I use zsh, but my old Bash prompt looks almost the same as my Zsh prompt. Sorry, no screenshot, but here’s the code:
export PS1='\[\033[01;34m\][\[\033[01;37m\] \W\[\033[01;34m\]]\$\033[01;34m\] $(git branch 2>/dev/null | grep '^*' | colrm 1 2)\n\033[01;34m└─>\033[37m '
I’m using fish and the default is enough for anybody. 😁
I love it! You get git and virtual env integration for free :)
I recently started with fish and dislike that I can’t drop bash commands into it because it parses differently. That is enough to annoy me to uninstall.
You shouldn’t just “drop bash commands into it” anyways. And if you really need it, bash is only one
bash
away.
export PS1="\[\e[31m\][\[\e[m\]\[\e[38;5;172m\]\u\[\e[m\]@\[\e[38;5;153m\]\h\[\e[m\] \[\e[38;5;214m\]\W\[\e[m\]\[\e[31m\]]\[\e[m\]\\$ "
That’s a warcrime.
How so? What does this do?
Best I can tell is it’s a normal `username@hostname current_directory$ sorta prompt with some coloring: • Red for the square brackets • Orange (color 172) for the username • Light blue (color 153) for the hostname • Amber (color 214) for the current working directory
Other than being hard to read from the embedded coloring I’m not sure why this is a war crime.
Mine’s really simple; I just make the path bold and yellow:
What I like to do is change the colour depending on the machine I ssh into, e.g. make the path red on my Raspberry Pi.

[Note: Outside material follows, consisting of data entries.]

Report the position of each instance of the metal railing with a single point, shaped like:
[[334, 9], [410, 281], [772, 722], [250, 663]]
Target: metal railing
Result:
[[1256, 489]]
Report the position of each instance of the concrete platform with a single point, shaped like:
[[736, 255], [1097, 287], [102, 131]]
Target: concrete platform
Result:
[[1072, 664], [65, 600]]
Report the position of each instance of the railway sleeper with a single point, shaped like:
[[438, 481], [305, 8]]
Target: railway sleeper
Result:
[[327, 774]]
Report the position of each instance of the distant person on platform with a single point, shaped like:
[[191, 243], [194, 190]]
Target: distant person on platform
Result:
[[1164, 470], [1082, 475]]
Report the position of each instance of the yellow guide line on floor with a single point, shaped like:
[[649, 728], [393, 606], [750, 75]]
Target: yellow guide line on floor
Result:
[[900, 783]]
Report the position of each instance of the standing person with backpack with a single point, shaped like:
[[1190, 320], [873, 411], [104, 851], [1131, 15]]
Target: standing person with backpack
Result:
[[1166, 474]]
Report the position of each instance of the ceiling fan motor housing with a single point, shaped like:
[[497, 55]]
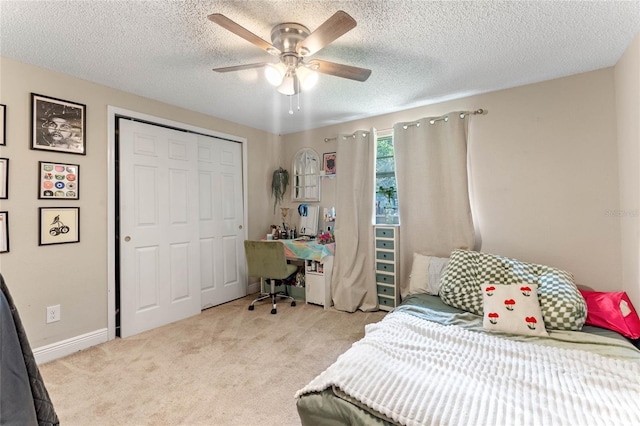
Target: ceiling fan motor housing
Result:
[[287, 36]]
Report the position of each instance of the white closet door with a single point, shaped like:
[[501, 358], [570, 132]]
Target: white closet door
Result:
[[222, 263], [159, 229]]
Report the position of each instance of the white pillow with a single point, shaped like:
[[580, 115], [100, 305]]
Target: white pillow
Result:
[[425, 273], [512, 308]]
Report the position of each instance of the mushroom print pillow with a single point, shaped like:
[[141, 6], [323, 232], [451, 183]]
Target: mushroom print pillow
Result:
[[512, 308]]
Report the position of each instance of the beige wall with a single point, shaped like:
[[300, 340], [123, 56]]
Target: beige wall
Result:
[[75, 275], [627, 87], [543, 167]]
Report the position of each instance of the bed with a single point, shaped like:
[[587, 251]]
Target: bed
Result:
[[429, 363]]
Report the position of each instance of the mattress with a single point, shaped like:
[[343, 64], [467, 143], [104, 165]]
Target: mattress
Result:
[[331, 405]]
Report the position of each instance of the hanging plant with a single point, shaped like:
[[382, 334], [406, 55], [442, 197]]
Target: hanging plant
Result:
[[279, 185], [388, 192]]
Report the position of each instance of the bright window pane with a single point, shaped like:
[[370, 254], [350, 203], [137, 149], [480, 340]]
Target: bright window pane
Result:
[[386, 205]]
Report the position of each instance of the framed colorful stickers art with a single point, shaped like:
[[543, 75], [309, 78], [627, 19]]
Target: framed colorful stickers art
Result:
[[58, 181]]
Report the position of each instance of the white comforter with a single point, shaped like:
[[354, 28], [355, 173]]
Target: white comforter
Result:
[[418, 372]]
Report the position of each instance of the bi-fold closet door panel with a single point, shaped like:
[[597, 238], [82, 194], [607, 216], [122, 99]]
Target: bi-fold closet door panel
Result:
[[165, 260]]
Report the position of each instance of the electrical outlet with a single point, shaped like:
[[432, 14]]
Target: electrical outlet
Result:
[[53, 313]]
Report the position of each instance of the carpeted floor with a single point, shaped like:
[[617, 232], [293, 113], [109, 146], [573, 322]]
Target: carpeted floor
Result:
[[226, 366]]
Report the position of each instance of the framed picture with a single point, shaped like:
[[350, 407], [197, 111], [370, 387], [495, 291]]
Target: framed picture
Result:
[[58, 181], [329, 163], [4, 178], [3, 124], [57, 125], [4, 232], [59, 225]]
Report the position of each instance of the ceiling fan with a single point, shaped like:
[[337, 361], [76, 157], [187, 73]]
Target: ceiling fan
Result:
[[293, 43]]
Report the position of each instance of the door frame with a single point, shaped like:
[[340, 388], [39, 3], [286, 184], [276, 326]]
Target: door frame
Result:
[[114, 112]]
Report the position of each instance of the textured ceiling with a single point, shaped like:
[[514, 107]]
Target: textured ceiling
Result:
[[420, 52]]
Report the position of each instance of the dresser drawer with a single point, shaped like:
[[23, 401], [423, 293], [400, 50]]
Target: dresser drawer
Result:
[[384, 232], [384, 255], [385, 301], [385, 279], [386, 244], [384, 267], [384, 290]]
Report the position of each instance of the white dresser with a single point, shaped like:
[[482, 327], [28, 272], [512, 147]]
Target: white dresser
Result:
[[387, 265]]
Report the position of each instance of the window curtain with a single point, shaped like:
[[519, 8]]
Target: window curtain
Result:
[[353, 284], [433, 192]]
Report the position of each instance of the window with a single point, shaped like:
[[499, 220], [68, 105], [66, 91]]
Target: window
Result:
[[386, 195]]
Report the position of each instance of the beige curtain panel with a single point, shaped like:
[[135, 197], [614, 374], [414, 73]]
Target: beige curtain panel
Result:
[[433, 192], [353, 283]]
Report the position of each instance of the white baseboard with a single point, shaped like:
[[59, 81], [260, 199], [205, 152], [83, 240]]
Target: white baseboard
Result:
[[253, 288], [67, 347]]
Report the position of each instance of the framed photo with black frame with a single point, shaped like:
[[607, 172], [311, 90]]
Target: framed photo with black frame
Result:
[[329, 163], [4, 178], [3, 124], [58, 125], [59, 225], [4, 232], [58, 181]]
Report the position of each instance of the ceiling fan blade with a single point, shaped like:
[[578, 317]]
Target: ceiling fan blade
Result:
[[340, 70], [331, 29], [241, 67], [239, 30]]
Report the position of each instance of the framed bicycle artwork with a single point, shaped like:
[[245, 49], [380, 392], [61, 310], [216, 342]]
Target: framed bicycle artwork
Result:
[[59, 225]]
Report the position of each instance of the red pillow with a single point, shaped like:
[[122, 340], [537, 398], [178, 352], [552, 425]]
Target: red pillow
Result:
[[612, 310]]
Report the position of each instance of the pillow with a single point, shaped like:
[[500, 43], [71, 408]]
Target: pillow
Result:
[[513, 309], [425, 273], [612, 310], [562, 305]]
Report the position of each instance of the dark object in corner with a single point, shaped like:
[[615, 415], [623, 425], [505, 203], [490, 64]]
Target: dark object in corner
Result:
[[24, 397]]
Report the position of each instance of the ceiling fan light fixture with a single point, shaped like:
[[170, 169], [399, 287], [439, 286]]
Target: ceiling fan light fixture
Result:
[[275, 73]]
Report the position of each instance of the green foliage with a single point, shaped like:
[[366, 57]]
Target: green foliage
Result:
[[388, 192], [279, 184]]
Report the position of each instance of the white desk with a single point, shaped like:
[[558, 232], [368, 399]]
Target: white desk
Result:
[[318, 265]]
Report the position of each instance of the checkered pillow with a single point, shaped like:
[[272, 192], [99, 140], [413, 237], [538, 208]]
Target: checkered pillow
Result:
[[563, 307]]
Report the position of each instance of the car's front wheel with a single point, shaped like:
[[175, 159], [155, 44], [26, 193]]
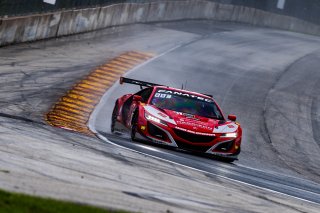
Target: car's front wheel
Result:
[[114, 117]]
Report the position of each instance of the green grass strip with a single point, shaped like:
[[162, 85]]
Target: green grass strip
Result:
[[20, 203]]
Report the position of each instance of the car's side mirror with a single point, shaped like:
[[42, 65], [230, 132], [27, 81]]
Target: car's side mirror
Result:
[[232, 117], [137, 98]]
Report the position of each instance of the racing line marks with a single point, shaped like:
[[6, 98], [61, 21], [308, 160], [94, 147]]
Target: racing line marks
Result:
[[73, 110]]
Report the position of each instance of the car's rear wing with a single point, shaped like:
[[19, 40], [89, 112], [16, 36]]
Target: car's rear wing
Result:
[[143, 83], [137, 82]]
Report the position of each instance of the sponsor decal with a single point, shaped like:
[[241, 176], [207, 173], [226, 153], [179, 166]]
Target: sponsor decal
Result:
[[162, 93], [162, 115], [194, 132], [194, 125]]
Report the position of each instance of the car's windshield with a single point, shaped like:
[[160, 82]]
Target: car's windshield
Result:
[[186, 103]]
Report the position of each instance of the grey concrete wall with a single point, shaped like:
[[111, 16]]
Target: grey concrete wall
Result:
[[42, 26]]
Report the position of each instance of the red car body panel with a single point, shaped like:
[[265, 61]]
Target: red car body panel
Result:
[[191, 132]]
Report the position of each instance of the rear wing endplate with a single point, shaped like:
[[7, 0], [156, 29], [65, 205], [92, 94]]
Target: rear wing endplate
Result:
[[137, 82], [143, 83]]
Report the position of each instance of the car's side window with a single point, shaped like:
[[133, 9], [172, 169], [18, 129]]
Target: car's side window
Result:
[[145, 94]]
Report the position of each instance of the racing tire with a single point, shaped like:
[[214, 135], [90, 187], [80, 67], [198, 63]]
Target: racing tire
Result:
[[114, 118], [134, 126]]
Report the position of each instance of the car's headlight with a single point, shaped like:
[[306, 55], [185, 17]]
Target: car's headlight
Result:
[[229, 135], [154, 119]]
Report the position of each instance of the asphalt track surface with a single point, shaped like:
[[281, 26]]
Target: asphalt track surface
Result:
[[268, 78]]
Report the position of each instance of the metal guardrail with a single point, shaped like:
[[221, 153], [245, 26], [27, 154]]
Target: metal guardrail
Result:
[[306, 10], [24, 7]]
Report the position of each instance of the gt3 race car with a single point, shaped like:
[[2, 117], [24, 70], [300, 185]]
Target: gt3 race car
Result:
[[177, 118]]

Mine is simple (inspired by Kali Linux, if that’s even correct)
PS1='\[\033[0;32m\]┌──[\t] (\u@\h)-[\w]\n└─$ \[\033[0m\]'
computer /usr/share/ $>
export PS1="\[\e]0;\u@\h:\w\a\]\[\e[1;34m\]\u@\h:\w\[\e[0m\]\$ "
I am a simple man.
I didn’t even know I needed to edit my prompt, but now I don’t know how I have lived with it for so long.